Mrs. E.’s employer provided everyone in her company with extended health care coverage through a group plan. The plan reimbursed her for 80% of her drug costs, with no limit on cost or any other limits. On her 75th birthday, her company benefits would end.
When she was 35, Mrs. E. was diagnosed with a severe liver disease. Her doctor, the leading Canadian specialist in this disease, prescribed Drug A, which costs more than $500,000 per year. It was clear that Mrs. E.’s condition would require life-long treatment.
For the first three months, Mrs. E. was reimbursed for the drugs. Afterward, the insurance company told her that another drug (Drug B) was available for free through a special provincial drug plan that covered expensive therapies. The insurance company declined her future coverage for Drug A.
Mrs. E. appealed this decision. The insurance company’s Ombudsman recommended that the claims department speak with her doctor. This doctor told them that Drug A was prescribed only because he did not want to burden the public plan with the cost of the medication, since Mrs. E.’s group plan provided ample coverage. In its’ final position letter, the insurance company declined payment, explaining that there was no reason why Mrs. E. could not take the free Drug B. The company told Mrs. E. that if she was not satisfied with the decision, she could ask OLHI for an independent, impartial and free review of the case.
Not long after, OLHI received a request to become involved. Our Dispute Resolution Officer (DRO) carefully reviewed the insurance policy, noting that there were no limits on the dollar amount for drug claims and there were no other limits or exclusions.

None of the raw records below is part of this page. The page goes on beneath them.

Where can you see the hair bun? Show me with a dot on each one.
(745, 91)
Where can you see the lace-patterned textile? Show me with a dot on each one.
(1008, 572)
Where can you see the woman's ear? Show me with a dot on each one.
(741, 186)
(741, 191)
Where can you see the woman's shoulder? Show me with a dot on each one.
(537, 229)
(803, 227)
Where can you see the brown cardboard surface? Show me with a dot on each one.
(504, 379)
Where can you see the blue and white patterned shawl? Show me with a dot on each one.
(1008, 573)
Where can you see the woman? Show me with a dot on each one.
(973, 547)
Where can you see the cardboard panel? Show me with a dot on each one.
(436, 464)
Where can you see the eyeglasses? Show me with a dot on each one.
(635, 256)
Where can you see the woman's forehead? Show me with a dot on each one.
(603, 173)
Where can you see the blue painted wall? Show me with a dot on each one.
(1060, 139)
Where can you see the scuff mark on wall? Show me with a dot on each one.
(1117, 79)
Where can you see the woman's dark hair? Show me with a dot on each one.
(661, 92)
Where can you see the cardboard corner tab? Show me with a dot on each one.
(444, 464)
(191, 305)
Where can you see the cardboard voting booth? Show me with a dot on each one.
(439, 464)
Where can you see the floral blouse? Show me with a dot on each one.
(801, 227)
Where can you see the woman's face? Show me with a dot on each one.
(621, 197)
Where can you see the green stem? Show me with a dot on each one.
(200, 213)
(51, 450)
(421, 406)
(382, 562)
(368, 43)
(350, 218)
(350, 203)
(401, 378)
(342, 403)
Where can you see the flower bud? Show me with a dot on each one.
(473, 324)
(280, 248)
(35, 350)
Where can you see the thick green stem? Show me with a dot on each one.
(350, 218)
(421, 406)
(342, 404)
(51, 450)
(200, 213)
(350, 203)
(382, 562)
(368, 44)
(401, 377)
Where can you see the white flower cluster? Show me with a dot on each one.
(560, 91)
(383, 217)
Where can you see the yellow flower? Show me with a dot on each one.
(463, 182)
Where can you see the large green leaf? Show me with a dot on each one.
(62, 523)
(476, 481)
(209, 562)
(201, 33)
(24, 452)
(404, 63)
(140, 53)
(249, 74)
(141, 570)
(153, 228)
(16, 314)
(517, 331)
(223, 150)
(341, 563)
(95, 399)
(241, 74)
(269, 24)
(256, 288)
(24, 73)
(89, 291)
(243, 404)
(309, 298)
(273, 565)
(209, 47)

Going through the insurance company’s files, he saw a comment from the company’s Ombudsman noting the same things and suggesting that the claims department reconsider the denial. The DRO recommended this be escalated to an OmbudService Officer (OSO) for further review, particularly because he was unsure about whether Mrs. E. would even qualify under the special provincial plan.
OLHI’s OSO discovered that Mrs. E. could get full coverage for not only Drug B but also for Drug A through the provincial plan. As a result, the insurance company did not have to continue paying for her treatment.
Disclaimer: Names, places and facts have been modified in order to protect the privacy of the parties involved. This case study is for illustration purposes only. Each complaint OLHI reviews contains different facts and contract wording may vary. As a result, the application of the principles expressed here may lead to different results in different cases.